Given that this has been in my “currently reading” for 14 years - it’s probably time to abandon it! I just found it on my shelves with about 30 pages left to go. Doesn’t seem like there is a lot of point to finish it at this point. Not sure why I bought this. I was interested more in the time of domesticity when Tupperware started - and the rise and rise of plastic than the actual story of Tupperware as such. I obviously lost interest as it went on as the writing was quite boring at times. I do remember quite enjoying aspects of it, but the business info not so much. I hate abandoning books, but I have no intention to start reading it again!
Tupperwear as oppression, Tupperwear as liberation, Tupperwear as agency... the author swings wildly across this landscape. Horribly freighted prose dripping with academese--some I read out loud just for a laugh! A better book would have been a biography of Brownie Wise, heroine of this narrative.
This is a very detailed history of Tupperware, too much for me.
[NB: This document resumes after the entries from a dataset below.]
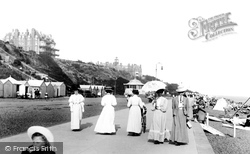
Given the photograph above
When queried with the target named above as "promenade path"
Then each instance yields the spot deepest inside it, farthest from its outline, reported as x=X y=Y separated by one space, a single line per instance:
x=86 y=141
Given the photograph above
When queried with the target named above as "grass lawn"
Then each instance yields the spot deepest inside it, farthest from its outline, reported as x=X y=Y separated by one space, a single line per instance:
x=17 y=115
x=228 y=144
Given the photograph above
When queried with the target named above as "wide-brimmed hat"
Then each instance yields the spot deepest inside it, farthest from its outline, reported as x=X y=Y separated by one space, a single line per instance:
x=135 y=91
x=108 y=89
x=181 y=88
x=160 y=91
x=42 y=130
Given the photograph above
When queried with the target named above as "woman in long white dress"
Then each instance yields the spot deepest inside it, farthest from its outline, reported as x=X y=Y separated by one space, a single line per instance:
x=157 y=131
x=76 y=103
x=135 y=104
x=105 y=123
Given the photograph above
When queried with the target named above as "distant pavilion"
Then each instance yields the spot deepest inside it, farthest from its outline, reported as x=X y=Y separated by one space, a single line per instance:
x=133 y=84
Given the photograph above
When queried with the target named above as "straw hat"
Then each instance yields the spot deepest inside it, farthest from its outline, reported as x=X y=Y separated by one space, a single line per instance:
x=108 y=89
x=181 y=88
x=42 y=130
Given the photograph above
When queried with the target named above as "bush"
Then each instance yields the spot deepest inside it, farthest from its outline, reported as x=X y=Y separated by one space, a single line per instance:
x=17 y=62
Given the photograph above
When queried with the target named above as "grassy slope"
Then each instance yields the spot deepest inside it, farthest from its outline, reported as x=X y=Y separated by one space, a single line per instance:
x=228 y=144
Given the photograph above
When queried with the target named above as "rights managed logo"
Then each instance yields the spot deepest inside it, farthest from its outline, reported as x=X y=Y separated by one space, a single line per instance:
x=210 y=28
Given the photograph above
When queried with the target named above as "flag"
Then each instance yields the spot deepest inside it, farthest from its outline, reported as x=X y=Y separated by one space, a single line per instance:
x=136 y=73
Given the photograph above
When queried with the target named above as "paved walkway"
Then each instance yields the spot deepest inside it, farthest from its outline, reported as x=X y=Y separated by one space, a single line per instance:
x=88 y=142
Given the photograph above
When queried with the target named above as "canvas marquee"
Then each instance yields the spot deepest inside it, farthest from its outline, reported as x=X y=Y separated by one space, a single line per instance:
x=220 y=104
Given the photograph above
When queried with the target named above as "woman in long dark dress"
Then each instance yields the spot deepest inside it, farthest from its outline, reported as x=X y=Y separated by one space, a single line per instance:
x=179 y=133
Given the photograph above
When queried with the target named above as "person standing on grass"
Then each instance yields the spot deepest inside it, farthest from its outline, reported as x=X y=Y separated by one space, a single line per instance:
x=158 y=126
x=42 y=139
x=105 y=123
x=135 y=104
x=76 y=103
x=179 y=133
x=191 y=104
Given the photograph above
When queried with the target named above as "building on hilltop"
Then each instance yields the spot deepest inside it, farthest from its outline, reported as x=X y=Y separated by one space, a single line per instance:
x=33 y=40
x=133 y=69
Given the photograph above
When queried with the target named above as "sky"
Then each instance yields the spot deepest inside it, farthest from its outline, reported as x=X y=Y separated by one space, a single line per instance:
x=147 y=33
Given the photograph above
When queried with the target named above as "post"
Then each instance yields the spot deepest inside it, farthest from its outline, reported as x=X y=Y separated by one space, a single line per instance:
x=234 y=129
x=207 y=119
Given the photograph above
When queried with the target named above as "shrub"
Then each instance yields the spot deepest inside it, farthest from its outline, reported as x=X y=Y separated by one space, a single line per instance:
x=17 y=62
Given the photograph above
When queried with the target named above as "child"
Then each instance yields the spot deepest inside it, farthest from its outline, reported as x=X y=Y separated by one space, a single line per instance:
x=247 y=123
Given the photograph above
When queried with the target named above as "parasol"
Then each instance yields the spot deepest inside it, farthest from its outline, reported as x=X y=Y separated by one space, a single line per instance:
x=153 y=86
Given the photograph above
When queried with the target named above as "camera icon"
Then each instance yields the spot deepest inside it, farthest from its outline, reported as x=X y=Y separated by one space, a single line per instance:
x=7 y=148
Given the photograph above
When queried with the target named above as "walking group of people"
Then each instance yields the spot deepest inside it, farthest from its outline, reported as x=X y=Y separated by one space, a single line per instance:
x=170 y=116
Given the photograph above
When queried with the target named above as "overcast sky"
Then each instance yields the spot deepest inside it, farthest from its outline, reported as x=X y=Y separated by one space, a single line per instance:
x=147 y=33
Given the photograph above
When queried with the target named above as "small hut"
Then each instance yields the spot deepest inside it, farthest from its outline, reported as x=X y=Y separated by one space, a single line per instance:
x=10 y=87
x=23 y=89
x=37 y=85
x=59 y=89
x=133 y=84
x=50 y=89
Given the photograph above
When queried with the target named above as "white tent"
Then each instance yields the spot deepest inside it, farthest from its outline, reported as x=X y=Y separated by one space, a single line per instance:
x=220 y=104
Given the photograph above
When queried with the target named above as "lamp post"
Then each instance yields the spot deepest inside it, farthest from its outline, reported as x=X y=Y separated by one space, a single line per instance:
x=156 y=69
x=115 y=85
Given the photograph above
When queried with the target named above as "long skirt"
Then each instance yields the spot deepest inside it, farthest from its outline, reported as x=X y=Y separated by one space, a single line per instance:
x=105 y=122
x=134 y=120
x=76 y=116
x=158 y=127
x=169 y=122
x=179 y=131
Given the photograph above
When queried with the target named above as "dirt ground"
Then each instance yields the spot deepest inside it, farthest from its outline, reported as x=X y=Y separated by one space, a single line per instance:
x=17 y=115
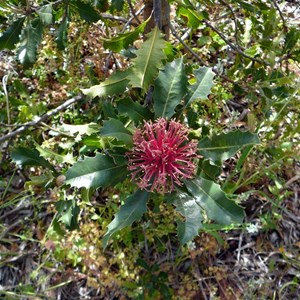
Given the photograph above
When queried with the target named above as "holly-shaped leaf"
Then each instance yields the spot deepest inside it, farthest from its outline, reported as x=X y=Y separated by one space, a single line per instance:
x=45 y=14
x=122 y=41
x=133 y=110
x=213 y=200
x=223 y=146
x=148 y=61
x=98 y=171
x=115 y=128
x=132 y=210
x=188 y=207
x=30 y=39
x=169 y=88
x=86 y=11
x=201 y=89
x=29 y=157
x=12 y=35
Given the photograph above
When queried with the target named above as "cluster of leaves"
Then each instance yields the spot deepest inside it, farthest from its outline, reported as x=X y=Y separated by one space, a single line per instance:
x=27 y=23
x=254 y=51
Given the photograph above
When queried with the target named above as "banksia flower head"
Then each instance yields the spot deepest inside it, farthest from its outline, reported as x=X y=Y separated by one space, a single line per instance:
x=162 y=156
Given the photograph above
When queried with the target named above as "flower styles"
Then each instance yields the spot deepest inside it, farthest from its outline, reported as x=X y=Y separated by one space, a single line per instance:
x=162 y=156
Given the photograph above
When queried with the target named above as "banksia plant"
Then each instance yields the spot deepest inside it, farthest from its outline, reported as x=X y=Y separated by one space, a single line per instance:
x=162 y=156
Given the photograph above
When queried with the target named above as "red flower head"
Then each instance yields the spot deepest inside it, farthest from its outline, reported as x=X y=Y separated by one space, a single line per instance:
x=162 y=156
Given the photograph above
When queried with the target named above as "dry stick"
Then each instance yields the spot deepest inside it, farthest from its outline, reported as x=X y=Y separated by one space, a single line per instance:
x=133 y=12
x=237 y=49
x=281 y=15
x=41 y=119
x=235 y=22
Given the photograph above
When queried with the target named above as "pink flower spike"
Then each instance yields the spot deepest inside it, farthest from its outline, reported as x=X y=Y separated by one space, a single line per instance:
x=162 y=156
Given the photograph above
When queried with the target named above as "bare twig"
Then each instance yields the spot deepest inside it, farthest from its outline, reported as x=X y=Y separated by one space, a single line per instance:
x=237 y=49
x=234 y=20
x=133 y=12
x=41 y=119
x=4 y=84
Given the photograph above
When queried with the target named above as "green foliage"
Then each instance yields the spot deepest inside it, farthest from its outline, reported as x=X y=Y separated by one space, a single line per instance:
x=169 y=88
x=29 y=157
x=188 y=207
x=201 y=88
x=98 y=171
x=31 y=37
x=148 y=61
x=223 y=146
x=123 y=40
x=133 y=110
x=12 y=35
x=132 y=210
x=214 y=201
x=245 y=87
x=114 y=85
x=115 y=128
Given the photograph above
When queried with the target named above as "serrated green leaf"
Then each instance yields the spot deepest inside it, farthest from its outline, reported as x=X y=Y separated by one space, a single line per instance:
x=132 y=210
x=62 y=34
x=86 y=129
x=188 y=207
x=86 y=11
x=148 y=61
x=122 y=41
x=45 y=14
x=114 y=85
x=118 y=154
x=169 y=88
x=115 y=128
x=12 y=35
x=223 y=146
x=117 y=5
x=30 y=39
x=29 y=157
x=98 y=171
x=194 y=18
x=201 y=89
x=68 y=211
x=133 y=110
x=213 y=200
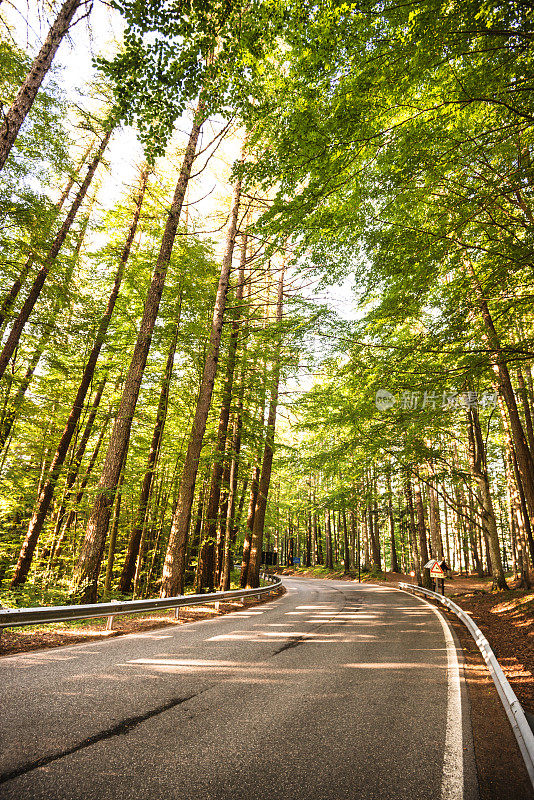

I am intrigued by the rise of Brownie Wise, and how she made Tupperware what we know it as today.
-American culture and object relationship. -women's role in a postwar society -Tupperware defining a time, place, and people. * Objects have the capabilities to translate time and symbolic meaning.
Certainly an interesting read about the invention and consumer momentum of Tupperware, a company the last three generations of my family have used, but I feel like it could have been half the length and still said the same things.